How a Egloskerry renovation project runs.

  1. Step 1

    Survey

    Measured survey, condition assessment, services check and listed status review.

  2. Step 2

    Design

    Layout options, material strategy and a clear list of what stays and what changes.

  3. Step 3

    Approvals

    Listed Building Consent and building regulations as needed.

  4. Step 4

    Strip-out and works

    Carefully sequenced demolition, structural works and rebuild.

  5. Step 5

    Finish and handover

    Joinery, decoration, snagging and documentation pack.

Whole-house renovations typically run six to fourteen months on site; partial remodels two to four months.

Local fabric

Choosing a renovation team that actually knows PL15.

Building stock

Across Egloskerry (PL15) we work on farmhouses, converted barns, rural cottages, smallholdings, scattered modern homes. Each stock type drives a different renovation response — converted barns in particular needs careful detailing here.

Parish & policy

Egloskerry sits in the parish of Egloskerry, which matters for how parish-level consultation lands on a renovation application.

Coverage

We cover PL15 from our studio, with regular renovation jobs also running in Launceston, Warbstow, North Petherwin. Most Egloskerry site visits get booked within the same week.

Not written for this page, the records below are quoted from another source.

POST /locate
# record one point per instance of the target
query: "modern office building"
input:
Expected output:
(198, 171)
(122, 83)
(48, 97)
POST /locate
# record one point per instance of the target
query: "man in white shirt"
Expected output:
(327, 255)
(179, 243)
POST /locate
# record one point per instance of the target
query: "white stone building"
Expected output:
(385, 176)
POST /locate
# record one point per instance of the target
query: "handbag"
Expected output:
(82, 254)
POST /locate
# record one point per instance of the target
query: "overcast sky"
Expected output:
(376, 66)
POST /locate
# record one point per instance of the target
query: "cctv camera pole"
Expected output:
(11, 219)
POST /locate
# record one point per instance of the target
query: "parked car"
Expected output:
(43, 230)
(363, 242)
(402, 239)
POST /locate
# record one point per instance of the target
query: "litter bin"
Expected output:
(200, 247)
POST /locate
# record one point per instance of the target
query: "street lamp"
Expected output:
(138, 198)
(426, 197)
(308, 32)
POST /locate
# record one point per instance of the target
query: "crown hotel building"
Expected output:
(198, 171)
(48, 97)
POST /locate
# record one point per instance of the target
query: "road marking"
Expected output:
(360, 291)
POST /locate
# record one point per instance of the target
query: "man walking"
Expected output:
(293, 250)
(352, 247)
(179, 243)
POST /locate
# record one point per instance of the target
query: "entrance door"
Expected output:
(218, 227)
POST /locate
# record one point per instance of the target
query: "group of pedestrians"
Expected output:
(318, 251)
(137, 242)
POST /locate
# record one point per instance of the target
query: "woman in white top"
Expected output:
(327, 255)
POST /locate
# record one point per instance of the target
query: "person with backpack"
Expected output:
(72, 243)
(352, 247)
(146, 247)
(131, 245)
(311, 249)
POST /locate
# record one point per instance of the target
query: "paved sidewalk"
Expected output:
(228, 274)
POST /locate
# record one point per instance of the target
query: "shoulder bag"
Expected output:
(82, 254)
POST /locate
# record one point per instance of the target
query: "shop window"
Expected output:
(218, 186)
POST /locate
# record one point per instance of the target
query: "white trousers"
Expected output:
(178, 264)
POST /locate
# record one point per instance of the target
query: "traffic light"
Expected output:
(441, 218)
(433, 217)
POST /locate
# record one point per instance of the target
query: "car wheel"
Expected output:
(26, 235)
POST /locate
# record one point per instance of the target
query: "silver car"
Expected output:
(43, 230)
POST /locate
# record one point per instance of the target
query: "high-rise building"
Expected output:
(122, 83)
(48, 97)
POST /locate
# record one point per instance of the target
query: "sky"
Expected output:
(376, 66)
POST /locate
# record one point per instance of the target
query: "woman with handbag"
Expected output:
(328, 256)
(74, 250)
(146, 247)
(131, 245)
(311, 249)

What does a first Egloskerry consultation cost?

Nothing. We come to the property, walk the site, talk through what works on a PL15 plot and follow up with a written feasibility note inside a week — no obligation either way.

Request a free visit

Egloskerry is part of Launceston

Egloskerry sits inside the Launceston catchment — we cover both as one renovation territory.

See Renovations in Launceston

The renovation jobs we're proudest of in Egloskerry are the ones where the planning route was clear before a single elevation was drawn.